The search for meaning has always plagued mankind, but until recently, that search has not been recognized by health care providers as an integral part of how people heal. A pioneer in the field of spirituality and health, Christina Puchalski, MD ’94, RESD ’97, founder and director of the George Washington University’s Institute for Spirituality and Health (GWish), has dedicated the better part of her career to creating awareness about the impact of spirituality on an individual’s journey through the health care system.
It all started with a question. Back in the early 90’s, Dr. Puchalski, then a medical student, began to ask herself: “As clinicians, we talk about treating the whole person. If that’s the case, why aren’t we teaching something about spirituality and health?” By 1992, she had instituted the first elective at GW on the subject, and within five years, the expanded course had become part of the required curricula in GW’s medical school.
The next logical step for Dr. Puchalski was to create an organization that “works toward a more compassionate system of health care by restoring the heart and humanity of medicine through research, education, and policy work focused on bringing increased attention to the spiritual needs of patients, families, and health care professionals.”
In 2001, with the support of the university and collaboration among like-minded colleagues, GWish was born.
“Our mission is to bring attention to the spiritual and give people tools to help integrate spiritual care into health care,” says Dr. Puchalski. To that end, the institute has a longstanding grant program to assist other medical schools with developing their own curricula on spirituality and health.

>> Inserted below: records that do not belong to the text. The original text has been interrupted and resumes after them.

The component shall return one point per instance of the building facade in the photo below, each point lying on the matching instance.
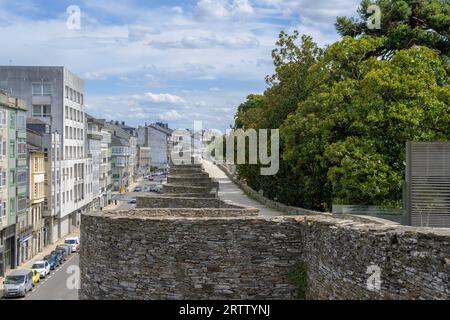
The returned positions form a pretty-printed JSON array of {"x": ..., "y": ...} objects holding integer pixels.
[
  {"x": 120, "y": 157},
  {"x": 105, "y": 174},
  {"x": 56, "y": 97},
  {"x": 13, "y": 181}
]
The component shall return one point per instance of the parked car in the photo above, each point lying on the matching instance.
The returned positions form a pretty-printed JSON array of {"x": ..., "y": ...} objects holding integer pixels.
[
  {"x": 74, "y": 242},
  {"x": 52, "y": 261},
  {"x": 18, "y": 283},
  {"x": 62, "y": 253},
  {"x": 36, "y": 276},
  {"x": 43, "y": 267},
  {"x": 65, "y": 247}
]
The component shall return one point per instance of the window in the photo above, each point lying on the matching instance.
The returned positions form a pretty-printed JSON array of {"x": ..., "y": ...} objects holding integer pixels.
[
  {"x": 41, "y": 89},
  {"x": 21, "y": 120},
  {"x": 2, "y": 209},
  {"x": 12, "y": 177},
  {"x": 3, "y": 147},
  {"x": 22, "y": 177},
  {"x": 42, "y": 110},
  {"x": 12, "y": 120},
  {"x": 21, "y": 148}
]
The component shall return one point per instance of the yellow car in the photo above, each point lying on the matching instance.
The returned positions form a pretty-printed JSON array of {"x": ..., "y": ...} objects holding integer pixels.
[{"x": 36, "y": 276}]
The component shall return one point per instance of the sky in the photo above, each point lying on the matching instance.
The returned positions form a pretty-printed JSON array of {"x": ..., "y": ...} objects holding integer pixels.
[{"x": 170, "y": 61}]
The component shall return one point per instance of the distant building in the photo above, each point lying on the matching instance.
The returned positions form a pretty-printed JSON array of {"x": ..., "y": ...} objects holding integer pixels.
[
  {"x": 120, "y": 157},
  {"x": 156, "y": 137},
  {"x": 94, "y": 138},
  {"x": 56, "y": 97},
  {"x": 144, "y": 160}
]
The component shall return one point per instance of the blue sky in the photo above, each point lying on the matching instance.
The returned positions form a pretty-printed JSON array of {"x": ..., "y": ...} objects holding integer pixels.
[{"x": 172, "y": 61}]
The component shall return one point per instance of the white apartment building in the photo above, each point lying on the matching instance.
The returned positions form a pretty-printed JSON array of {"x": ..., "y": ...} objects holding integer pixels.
[{"x": 56, "y": 96}]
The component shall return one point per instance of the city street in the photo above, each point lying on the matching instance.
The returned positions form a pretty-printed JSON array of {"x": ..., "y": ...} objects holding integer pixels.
[{"x": 54, "y": 286}]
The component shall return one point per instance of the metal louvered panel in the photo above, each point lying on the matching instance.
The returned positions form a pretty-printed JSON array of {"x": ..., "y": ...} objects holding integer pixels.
[{"x": 428, "y": 183}]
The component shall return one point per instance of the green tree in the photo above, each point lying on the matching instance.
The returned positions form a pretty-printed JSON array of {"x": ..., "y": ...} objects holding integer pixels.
[{"x": 350, "y": 136}]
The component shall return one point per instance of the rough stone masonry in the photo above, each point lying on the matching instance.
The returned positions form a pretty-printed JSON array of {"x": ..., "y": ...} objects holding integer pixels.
[{"x": 232, "y": 253}]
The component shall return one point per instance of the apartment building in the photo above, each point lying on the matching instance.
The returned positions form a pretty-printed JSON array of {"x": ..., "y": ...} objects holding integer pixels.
[
  {"x": 120, "y": 157},
  {"x": 40, "y": 134},
  {"x": 56, "y": 97},
  {"x": 105, "y": 175},
  {"x": 36, "y": 165},
  {"x": 13, "y": 180},
  {"x": 133, "y": 160},
  {"x": 95, "y": 137}
]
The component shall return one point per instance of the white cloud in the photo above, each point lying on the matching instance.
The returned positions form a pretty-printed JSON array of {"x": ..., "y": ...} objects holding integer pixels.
[
  {"x": 166, "y": 51},
  {"x": 223, "y": 9},
  {"x": 178, "y": 10},
  {"x": 211, "y": 9},
  {"x": 242, "y": 8},
  {"x": 161, "y": 98}
]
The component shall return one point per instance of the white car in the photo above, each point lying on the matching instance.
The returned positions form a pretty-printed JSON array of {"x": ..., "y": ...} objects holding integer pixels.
[
  {"x": 42, "y": 267},
  {"x": 74, "y": 243}
]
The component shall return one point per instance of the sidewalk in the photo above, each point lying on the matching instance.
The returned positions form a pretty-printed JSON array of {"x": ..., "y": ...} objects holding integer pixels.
[
  {"x": 229, "y": 191},
  {"x": 40, "y": 256}
]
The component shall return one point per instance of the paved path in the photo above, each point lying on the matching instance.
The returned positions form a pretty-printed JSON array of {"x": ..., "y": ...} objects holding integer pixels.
[{"x": 229, "y": 191}]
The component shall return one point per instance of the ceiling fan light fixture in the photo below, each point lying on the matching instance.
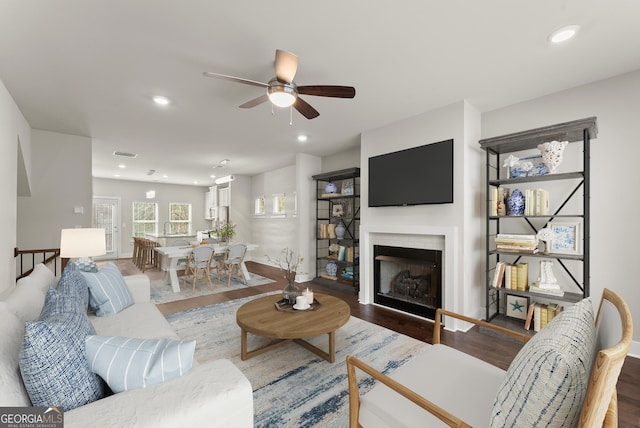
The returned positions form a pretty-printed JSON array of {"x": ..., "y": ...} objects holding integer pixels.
[{"x": 281, "y": 94}]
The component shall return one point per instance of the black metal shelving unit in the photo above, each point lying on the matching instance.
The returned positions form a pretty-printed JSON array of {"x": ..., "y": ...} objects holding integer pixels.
[
  {"x": 348, "y": 275},
  {"x": 578, "y": 131}
]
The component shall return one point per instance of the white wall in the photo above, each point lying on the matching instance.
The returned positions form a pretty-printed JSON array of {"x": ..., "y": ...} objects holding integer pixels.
[
  {"x": 615, "y": 200},
  {"x": 14, "y": 130},
  {"x": 273, "y": 233},
  {"x": 306, "y": 167},
  {"x": 349, "y": 158},
  {"x": 459, "y": 121},
  {"x": 60, "y": 181},
  {"x": 130, "y": 191}
]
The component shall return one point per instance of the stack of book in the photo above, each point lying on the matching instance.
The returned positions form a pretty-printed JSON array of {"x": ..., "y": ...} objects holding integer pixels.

Additionally, in collaboration with colleagues around the world, GWish has drafted clinical standards to better disseminate best practices and integrate a patient’s spiritual values into patient care. One particularly effective tool is the FICA Spiritual History Tool, developed by Dr. Puchalski and a group of primary care physicians for the purpose of acquainting medical staff with a patient’s spiritual preferences.
Dr. Puchalski is quick to point out that spirituality does not necessarily equate with religion. For some, spirituality might be experienced through nature, or a belief in the inherent goodness of humankind. She describes one patient who did not relate to the term ‘spiritual’ at all, but who did report she was feeling disconnected. Over time, the patient was able to identify that for her, spirituality was about spending more time in the woods. “What ensued was a sense of being grounded and connected to something outside of herself,” says Dr. Puchalski.
But Dr. Puchalski cautions that the exploration of spirituality and health care should not be limited to patients. “Unless a clinician is aware of his or her own spirituality, dealing with other peoples’ suffering is too hard,” she says. Medical providers are burdened with responsibilities that can be overwhelming at times: data entry, research, tests, insurance, educating patients—the list goes on. Under these types of constraints, it’s easy to let one’s own self-care slide, so that many providers experience disillusionment and are no longer able to work within a system that does not honor their calling. To address this issue, GWish offers support, education, and retreats for practitioners to explore their own spiritual development and tune in to their deepest purpose.
Dr. Puchalski’s 15 year tenure at GWish has yielded phenomenal results. Of note, the institute has just concluded a national 12-year program that grew the number of medical schools teaching spirituality and health from 3 percent to 80 percent. The institute’s work in hospitals has led to a national campaign that created competencies for the delivery of spiritual care. Demand for GWish programs is steadily growing, which has resulted in work at the policy level with organizations such as the World Health Organization and other initiatives that are cropping up in countries all over the world.
As a result of this international collaboration, in 2013, the Global Network for Spirituality & Health (GNSAH) was formed. Launched in September of that year, GNSAH was developed to facilitate information sharing among members and to provide a platform for advocacy.
In other words, what began with one question, one elective, and one individual has grown into an organization with significant reach, to include health care systems across the globe.